Cliff Asness on Factor Investing, Value Drawdowns, and Long-Term Discipline

January 4, 2026


Cliff Asness has never been comfortable with tidy narratives, and that discomfort is precisely what makes his thinking useful for investors trying to navigate markets that refuse to cooperate with simple stories.

In a conversation on the Capitalism and Freedom in the 21st Century Podcast, Asness revisited the intellectual roots of factor investing while grounding the discussion in the practical realities that long-term allocators face when theory collides with drawdowns.
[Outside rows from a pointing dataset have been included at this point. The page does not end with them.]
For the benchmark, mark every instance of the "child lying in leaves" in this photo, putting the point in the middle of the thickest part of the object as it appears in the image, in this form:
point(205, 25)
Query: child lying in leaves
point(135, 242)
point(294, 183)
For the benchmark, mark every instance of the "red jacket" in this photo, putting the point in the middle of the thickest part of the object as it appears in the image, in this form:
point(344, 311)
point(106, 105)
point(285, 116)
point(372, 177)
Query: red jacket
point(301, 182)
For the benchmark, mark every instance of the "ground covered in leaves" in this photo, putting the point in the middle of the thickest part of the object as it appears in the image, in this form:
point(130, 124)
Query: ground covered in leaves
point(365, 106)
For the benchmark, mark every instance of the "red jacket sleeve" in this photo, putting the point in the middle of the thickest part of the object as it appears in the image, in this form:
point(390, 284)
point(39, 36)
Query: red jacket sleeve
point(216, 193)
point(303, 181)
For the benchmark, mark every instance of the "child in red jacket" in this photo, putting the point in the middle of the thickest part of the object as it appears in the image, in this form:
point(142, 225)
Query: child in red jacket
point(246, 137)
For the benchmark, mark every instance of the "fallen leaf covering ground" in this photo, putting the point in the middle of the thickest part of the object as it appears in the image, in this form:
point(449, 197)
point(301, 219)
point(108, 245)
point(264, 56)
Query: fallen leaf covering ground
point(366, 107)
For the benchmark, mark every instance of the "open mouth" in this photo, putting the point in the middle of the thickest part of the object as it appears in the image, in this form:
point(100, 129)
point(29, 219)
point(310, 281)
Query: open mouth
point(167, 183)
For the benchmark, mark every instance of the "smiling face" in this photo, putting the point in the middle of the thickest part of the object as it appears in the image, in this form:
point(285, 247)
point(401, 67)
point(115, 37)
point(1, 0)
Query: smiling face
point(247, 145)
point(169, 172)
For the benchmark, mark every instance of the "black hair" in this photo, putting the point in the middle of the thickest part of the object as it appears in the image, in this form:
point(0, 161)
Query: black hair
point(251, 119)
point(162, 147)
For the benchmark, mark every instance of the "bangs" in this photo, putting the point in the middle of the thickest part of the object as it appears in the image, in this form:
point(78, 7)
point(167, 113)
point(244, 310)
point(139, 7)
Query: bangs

One moment from his academic formation captures the discipline that still defines his approach. When Asness worried about presenting momentum research that did not fit neatly into prevailing frameworks, Eugene Fama’s response was blunt and liberating: “If it’s in the data, write the paper.”

That sentence explains much of AQR’s research culture. Evidence comes first, even when it is uncomfortable, unfashionable, or difficult to defend with a clean story. For investors, the implication is clear: robust processes must survive periods when intuition is least helpful.

Asness is equally unsentimental about career incentives and business realities. Reflecting on the decision to leave Goldman Sachs and launch AQR, he summarized the motivation with characteristic candor: “80% naked greed.”

That honesty matters because it frames asset management as a competitive business, not a seminar. Aligning incentives, owning mistakes, and surviving lean periods are part of the job, not distractions from it.

The same realism appears in his discussion of factors, particularly value. Asness rejects the idea that persistence should look smooth or reassuring. “Value does have its long, dark periods,” he noted, emphasizing that endurance, not elegance, is what separates implementable strategies from academic curiosities.

For investors accustomed to quarterly scorekeeping, this is a reminder that patience is not a slogan but a requirement with real career and capital costs.

Governance and independence also surface as recurring themes. Asness admitted, “I don’t always work and play well with others,” a comment that underscores why intellectual freedom matters inside investment firms. The ability to publish, debate, and challenge consensus internally is not a luxury; it is a defense against groupthink, especially when strategies fall out of favor.

These ideas connect directly to themes Asness has expanded on elsewhere, including in the letter titled The Long Run is Lying to You. The message is not that the long run is irrelevant, but that investors underestimate how punishing the journey can be. Drawdowns are not anomalies; they are the toll charged for harvesting durable premia.

The takeaway is practical rather than inspirational. Evidence matters more than comfort, incentives matter more than slogans, and sticking with sound ideas requires accepting stretches of disappointment. Asness’s framework does not promise ease. It promises intellectual honesty, which may be the scarcest asset in investing.